- The Sibley Flag, battle flag of the Army of New Mexico
- Active: 1861–1862
- Country: Confederate States
- Branch: Confederate States Army
- Type: Field army
- Role: Main Confederate force in the New Mexico Territory
- Size: 2,515
- Part of: three regiments and a battalion of mounted rifles, three artillery batteries, other unattached companies
- Engagements: New Mexico Campaign

Commanders
- Notable commanders: Henry H. Sibley

= Army of New Mexico =

The Army of New Mexico, also known as the Sibley Brigade, was a small Confederate field army in the American Civil War. It operated in Confederate Arizona and New Mexico Territory during the New Mexico Campaign in late 1861 and early 1862, before it was transferred to Louisiana. At first the force was tasked with securing Confederate Arizona's forts, most of which were still in Union hands. John R. Baylor had already established the Confederate Territory of Arizona after the First Battle of Mesilla in 1861. Now the goal was to capture the remaining U.S. held forts in Confederate Arizona and to invade New Mexico Territory. The army also hoped to capture the mines of Colorado and California, to secure gold and silver supplies to finance the Confederate war effort. Ultimately, the Confederate plans were thwarted at the Battle of Glorieta Pass.

==History==
The army was formed by Brigadier General Henry Hopkins Sibley during the summer of 1861, recruiting from the eastern counties of Texas. Sibley had planned to use local militia companies in forming his regiments, but upon his arrival to Texas he found the militia to be unreliable, so he started recruiting from scratch. Two regiments were formed initially, the 4th and the 5th Mounted Rifles, both with a battery of howitzers attached, but a third regiment, designated the 7th Mounted Rifles, was formed to garrison the territory. The volunteers provided their own weapons, horses, and blankets, with minimal supplies given from the government warehouses. As a result, the weapons used by the troops varied widely, including rifle muskets, squirrel guns, and double barreled shotguns. After initial training in San Antonio, the regiments were sent by detachments to Fort Bliss near El Paso in October, where Sibley formally took command of the military units in the Confederate Arizona Territory. Once the command was concentrated at Fort Bliss, Sibley then sent them to Fort Thorn in New Mexico, where it remained for a month.
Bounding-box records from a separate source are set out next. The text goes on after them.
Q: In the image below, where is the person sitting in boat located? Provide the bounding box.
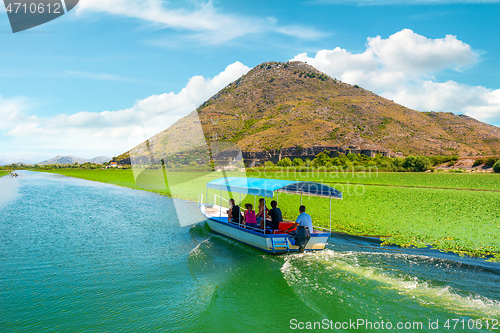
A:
[243,204,259,228]
[267,200,283,229]
[257,198,269,228]
[285,206,314,234]
[227,199,243,224]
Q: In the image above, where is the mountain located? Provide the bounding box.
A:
[38,156,110,165]
[118,62,500,165]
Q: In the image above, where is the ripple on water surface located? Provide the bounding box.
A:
[0,172,500,332]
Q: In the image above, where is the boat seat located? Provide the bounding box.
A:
[271,238,289,252]
[275,222,297,234]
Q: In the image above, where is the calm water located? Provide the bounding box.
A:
[0,172,500,332]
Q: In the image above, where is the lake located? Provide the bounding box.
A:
[0,171,500,332]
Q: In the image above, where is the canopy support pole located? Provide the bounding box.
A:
[330,197,332,235]
[262,197,266,235]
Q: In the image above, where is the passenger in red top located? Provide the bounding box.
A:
[243,204,259,228]
[257,198,269,228]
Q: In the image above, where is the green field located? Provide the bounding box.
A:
[40,169,500,260]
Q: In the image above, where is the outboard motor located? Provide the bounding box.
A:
[294,225,311,253]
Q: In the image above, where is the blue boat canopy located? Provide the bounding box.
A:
[207,177,342,199]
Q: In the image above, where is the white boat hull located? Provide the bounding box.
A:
[200,205,329,254]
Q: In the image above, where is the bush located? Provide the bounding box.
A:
[493,160,500,173]
[472,158,485,167]
[403,156,432,172]
[276,157,292,167]
[292,157,304,166]
[484,157,499,167]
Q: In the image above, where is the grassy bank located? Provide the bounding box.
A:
[39,169,500,260]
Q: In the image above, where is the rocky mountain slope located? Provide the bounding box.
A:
[38,155,110,165]
[115,62,500,165]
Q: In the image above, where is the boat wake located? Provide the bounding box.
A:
[281,250,500,321]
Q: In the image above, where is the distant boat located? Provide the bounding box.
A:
[199,177,342,254]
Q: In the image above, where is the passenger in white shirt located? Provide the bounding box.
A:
[285,206,314,234]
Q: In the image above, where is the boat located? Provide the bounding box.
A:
[199,177,342,254]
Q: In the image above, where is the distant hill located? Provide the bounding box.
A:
[38,155,111,165]
[118,62,500,165]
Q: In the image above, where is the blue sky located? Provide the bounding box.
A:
[0,0,500,164]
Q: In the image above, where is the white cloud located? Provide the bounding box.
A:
[66,71,139,82]
[0,62,250,163]
[292,29,500,123]
[76,0,324,44]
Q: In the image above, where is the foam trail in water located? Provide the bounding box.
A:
[281,250,500,318]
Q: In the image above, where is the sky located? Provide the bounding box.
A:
[0,0,500,165]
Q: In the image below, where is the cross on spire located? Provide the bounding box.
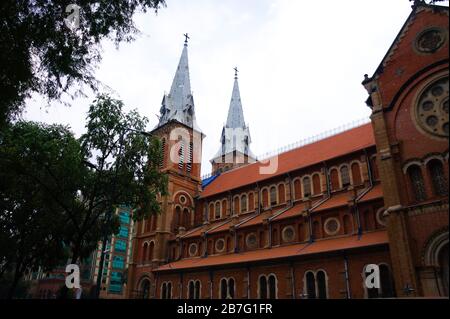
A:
[183,33,190,45]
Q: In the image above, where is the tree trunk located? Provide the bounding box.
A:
[7,265,22,299]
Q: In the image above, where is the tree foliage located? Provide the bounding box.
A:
[0,0,165,127]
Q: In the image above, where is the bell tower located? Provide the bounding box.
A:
[129,34,204,297]
[211,68,255,175]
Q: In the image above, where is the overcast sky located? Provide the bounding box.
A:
[25,0,446,174]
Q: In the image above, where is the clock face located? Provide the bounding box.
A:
[416,77,449,137]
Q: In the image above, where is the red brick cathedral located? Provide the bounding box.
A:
[128,1,449,299]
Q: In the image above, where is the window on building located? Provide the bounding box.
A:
[214,203,221,219]
[427,159,448,196]
[270,186,277,206]
[112,256,125,269]
[161,282,172,299]
[119,226,128,238]
[364,264,395,298]
[408,165,427,202]
[294,179,302,199]
[178,139,184,170]
[259,276,267,299]
[316,270,327,299]
[241,195,247,213]
[305,271,316,299]
[330,169,339,190]
[114,239,127,253]
[188,280,201,299]
[303,176,311,197]
[119,212,130,225]
[341,165,350,187]
[220,278,234,299]
[313,174,322,195]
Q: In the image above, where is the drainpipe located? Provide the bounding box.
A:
[178,272,183,299]
[354,149,373,237]
[307,162,331,244]
[291,263,295,299]
[209,271,214,299]
[247,267,251,299]
[344,251,352,299]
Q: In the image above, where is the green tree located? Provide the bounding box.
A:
[0,0,165,127]
[0,122,80,298]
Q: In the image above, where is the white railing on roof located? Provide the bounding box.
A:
[257,117,370,161]
[202,117,370,180]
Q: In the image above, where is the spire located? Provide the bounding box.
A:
[226,68,245,128]
[158,33,196,128]
[213,68,255,161]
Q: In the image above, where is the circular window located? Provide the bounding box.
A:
[416,77,449,137]
[415,28,446,53]
[281,226,295,243]
[245,233,258,248]
[324,217,341,235]
[189,243,198,257]
[216,239,225,253]
[376,208,386,226]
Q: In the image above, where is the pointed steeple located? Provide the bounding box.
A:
[226,72,245,128]
[158,34,196,128]
[211,68,255,171]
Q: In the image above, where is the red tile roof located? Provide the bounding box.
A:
[201,123,375,198]
[313,192,351,212]
[155,231,388,271]
[358,184,383,203]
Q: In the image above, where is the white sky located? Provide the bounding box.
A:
[24,0,446,174]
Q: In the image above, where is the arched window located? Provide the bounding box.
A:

The army began operations in the territory in mid-February 1862, when it moved north against the Union garrison at Fort Craig. Arriving at the fort on February 13, Sibley first attempted to lure the Federals out into the open; when this plan failed, he then tried moving north of the fort to cut its supply lines. The Union commander, Colonel E.R.S. Canby, reacted by following Sibly north and attacking him at Valverde Ford. At this time, Sibley was either suffering from kidney disease or was drunk; early in the battle he was forced to turn command over to Colonel Thomas Green of the 5th Texas. The battle developed into a stalemate, which continued until late afternoon when the Union left counterattacked following a Confederate attack. This created a gap between the Union left and center; Green ordered a charge into the gap, driving the Union force back across the Rio Grande and capturing four cannons. Although he lost the Battle of Valverde, Canby refused to surrender as Sibley had expected, and Sibley felt that the fort was too strong to attack. Consequently, he decided to continue northward, crossing the border into New Mexico Territory and leaving Canby in his rear. Due to the number of horses lost at the battle, the 4th Texas had to be dismounted and a number of supply wagons were abandoned and burned.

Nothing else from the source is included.